## Data generation

This notebook creates MMLJobDescriptions - configurations for running training and inference based on the MML framework. MMLJobDescriptions may be rendered as bash scripts that contain the commands to start each of the MML experiments to generate the predictions. Alternatively it allows to start jobs via a runner. It suits both cases of a remote (LSF cluster) and local job submission. To run the notebook and the actual experiments one needs to install the MML framework ('mml-core'). In addition, 'mml-data' provides the necessary code to create the data locally. The provided MML plugin for the data splitting tag needs to be installed ('mml-prevalences').
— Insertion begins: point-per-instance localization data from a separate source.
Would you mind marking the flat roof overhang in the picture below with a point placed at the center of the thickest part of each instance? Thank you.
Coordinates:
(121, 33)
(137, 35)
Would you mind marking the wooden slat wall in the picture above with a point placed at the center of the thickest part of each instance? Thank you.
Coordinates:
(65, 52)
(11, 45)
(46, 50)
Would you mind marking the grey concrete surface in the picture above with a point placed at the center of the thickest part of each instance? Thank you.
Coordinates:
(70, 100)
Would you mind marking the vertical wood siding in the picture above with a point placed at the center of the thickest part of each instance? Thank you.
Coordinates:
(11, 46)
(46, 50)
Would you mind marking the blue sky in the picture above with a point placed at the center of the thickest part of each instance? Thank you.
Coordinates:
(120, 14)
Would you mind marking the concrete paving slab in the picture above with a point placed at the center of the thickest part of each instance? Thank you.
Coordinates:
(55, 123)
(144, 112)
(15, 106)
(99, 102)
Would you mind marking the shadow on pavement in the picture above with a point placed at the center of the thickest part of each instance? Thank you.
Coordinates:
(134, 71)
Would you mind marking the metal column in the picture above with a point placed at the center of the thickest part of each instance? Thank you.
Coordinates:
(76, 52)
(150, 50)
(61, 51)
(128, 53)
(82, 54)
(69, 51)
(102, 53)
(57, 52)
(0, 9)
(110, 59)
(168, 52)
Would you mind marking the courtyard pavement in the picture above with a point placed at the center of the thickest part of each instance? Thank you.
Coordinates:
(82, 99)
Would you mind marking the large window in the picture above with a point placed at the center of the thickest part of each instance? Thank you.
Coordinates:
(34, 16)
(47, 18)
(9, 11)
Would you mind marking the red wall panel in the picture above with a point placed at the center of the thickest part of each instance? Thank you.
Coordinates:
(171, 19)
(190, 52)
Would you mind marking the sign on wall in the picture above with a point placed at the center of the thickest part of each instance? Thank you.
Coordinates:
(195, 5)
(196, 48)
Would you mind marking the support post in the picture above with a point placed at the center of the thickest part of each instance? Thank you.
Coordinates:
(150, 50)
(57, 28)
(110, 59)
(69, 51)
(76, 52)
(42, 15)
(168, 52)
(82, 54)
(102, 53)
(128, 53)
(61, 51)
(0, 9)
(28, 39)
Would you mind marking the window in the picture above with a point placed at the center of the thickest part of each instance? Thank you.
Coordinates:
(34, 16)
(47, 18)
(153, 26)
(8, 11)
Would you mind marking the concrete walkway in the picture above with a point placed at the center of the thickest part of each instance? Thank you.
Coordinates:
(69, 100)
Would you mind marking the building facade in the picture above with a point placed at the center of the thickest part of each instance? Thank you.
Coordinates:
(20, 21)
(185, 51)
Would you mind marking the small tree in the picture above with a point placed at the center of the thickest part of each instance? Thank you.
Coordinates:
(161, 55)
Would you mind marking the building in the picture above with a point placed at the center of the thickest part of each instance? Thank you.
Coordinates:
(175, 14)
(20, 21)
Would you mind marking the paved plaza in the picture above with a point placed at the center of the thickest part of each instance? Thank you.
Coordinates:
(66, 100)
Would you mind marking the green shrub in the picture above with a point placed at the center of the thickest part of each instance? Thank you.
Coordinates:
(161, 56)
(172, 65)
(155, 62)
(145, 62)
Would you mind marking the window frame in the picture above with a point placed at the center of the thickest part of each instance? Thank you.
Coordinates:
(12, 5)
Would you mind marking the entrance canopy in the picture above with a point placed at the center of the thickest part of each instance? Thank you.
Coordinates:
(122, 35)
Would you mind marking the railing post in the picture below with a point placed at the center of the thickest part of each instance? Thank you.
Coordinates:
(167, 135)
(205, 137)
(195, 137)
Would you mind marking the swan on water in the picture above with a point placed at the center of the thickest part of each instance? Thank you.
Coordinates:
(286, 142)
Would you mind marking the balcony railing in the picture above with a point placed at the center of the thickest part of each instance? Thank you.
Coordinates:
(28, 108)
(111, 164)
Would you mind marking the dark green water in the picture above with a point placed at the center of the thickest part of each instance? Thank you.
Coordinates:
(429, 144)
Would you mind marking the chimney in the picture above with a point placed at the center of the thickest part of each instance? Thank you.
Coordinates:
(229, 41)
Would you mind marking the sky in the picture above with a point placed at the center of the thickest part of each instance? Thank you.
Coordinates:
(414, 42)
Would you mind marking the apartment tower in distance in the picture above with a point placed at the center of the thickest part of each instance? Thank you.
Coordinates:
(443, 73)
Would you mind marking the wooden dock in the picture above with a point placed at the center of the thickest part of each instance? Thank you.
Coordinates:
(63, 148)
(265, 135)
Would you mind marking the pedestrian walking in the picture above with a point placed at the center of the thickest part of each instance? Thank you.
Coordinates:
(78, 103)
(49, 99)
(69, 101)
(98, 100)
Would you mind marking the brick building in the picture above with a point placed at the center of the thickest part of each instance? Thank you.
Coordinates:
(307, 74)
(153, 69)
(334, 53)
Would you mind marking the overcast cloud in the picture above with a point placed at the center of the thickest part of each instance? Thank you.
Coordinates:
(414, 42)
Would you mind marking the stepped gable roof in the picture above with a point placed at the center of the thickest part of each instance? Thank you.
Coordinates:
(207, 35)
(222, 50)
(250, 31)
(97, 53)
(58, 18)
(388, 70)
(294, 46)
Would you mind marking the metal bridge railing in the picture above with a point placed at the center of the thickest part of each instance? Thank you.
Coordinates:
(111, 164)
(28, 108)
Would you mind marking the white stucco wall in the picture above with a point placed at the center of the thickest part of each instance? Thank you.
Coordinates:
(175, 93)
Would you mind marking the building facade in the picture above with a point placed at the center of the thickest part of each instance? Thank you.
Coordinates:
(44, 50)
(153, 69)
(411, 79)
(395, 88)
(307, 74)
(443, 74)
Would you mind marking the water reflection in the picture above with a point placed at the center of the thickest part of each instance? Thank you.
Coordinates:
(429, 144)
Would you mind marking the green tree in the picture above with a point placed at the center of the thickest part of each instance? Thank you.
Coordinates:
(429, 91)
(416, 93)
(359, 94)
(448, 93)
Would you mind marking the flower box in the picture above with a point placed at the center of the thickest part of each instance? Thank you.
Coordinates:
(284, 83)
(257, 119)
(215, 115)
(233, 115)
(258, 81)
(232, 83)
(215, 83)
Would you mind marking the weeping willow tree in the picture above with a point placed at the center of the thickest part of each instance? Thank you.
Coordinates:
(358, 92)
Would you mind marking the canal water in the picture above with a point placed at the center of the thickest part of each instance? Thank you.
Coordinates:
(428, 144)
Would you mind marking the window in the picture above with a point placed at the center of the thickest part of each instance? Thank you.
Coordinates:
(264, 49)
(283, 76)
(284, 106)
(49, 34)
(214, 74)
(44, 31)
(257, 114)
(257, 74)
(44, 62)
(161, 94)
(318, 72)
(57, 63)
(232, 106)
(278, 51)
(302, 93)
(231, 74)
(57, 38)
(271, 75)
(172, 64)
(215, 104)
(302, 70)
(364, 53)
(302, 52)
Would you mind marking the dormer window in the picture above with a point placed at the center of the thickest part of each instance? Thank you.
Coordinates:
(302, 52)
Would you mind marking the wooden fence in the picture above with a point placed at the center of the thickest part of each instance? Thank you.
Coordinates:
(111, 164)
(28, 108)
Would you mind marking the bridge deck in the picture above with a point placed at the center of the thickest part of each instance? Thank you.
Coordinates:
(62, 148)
All resulting bash scripts will be stored in the "training_scripts" folder.

In [1]:
import copy
import os
from pathlib import Path

import mml.interactive
import pandas as pd
import torch

# initialize interactive MML usage
mml.interactive.init(Path(mml.__file__).parent / 'mml.env')
# import default runner and planning utils
from mml.interactive.loading import get_task_structs
from mml.interactive.planning import MMLJobDescription, SubprocessJobRunner

# if mml-lsf is installed also LSF runner is imported
try:
    from mml_lsf.requirements import LSFSubmissionRequirements
    from mml_lsf.runner import LSFJobRunner

    LSF_AVAILABLE = True
except ImportError:
    LSFSubmissionRequirements = None
    LSFJobRunner = None
    LSF_AVAILABLE = False
# list of tasks used in this study
from prev.data_loading import all_tasks

# setting the necessary paths
current_path = os.getcwd()
DATA_PATH = Path(current_path).parent / 'data'
RESULT_PATH = Path(current_path).parent / 'results'
assert DATA_PATH.exists() and RESULT_PATH.exists()
TRAINING_SCRIPTS_PATH = Path(current_path) / 'training_scripts'
# here we will write out commands
os.chdir(TRAINING_SCRIPTS_PATH)

In [3]:
# Configuration of the experiment system
if LSF_AVAILABLE:
    reqs = LSFSubmissionRequirements(num_gpus=1, vram_per_gpu=11.0, queue='gpu', script_name='mml_0_13.sh')
else:
    reqs = mml.interactive.planning.DefaultRequirements()

## Data preparation

In [4]:
# prepare steps
create_cmds = list()
tag_cmds = list()
pp_cmds = list()
# step one: task creation, download datasets, set up task descriptions
create_cmds.append(MMLJobDescription(prefix_req=reqs, mode='create',
                                     config_options={'task_list': all_tasks}))
# step two: preprocess the data
for t in all_tasks:
    pp_cmds.append(MMLJobDescription(prefix_req=reqs, mode='pp',
                                     config_options={'task_list': [t], 'preprocessing': 'default'}))
# step three: redistribute the splits according to the strategy defined in the mml_plugin
for t in all_tasks:
    tag_cmds.append(MMLJobDescription(prefix_req=reqs, mode='info',
                                      config_options={'task_list': [t], 'tagging.all': '+miccai?1337',
                                                      'preprocessing': 'default'}))
# generate descriptions
mml.interactive.write_out_commands(cmd_list=create_cmds, name='01_create_cmds')
mml.interactive.write_out_commands(cmd_list=pp_cmds, name='02_pp_cmds')
mml.interactive.write_out_commands(cmd_list=tag_cmds, name='03_tag_cmds')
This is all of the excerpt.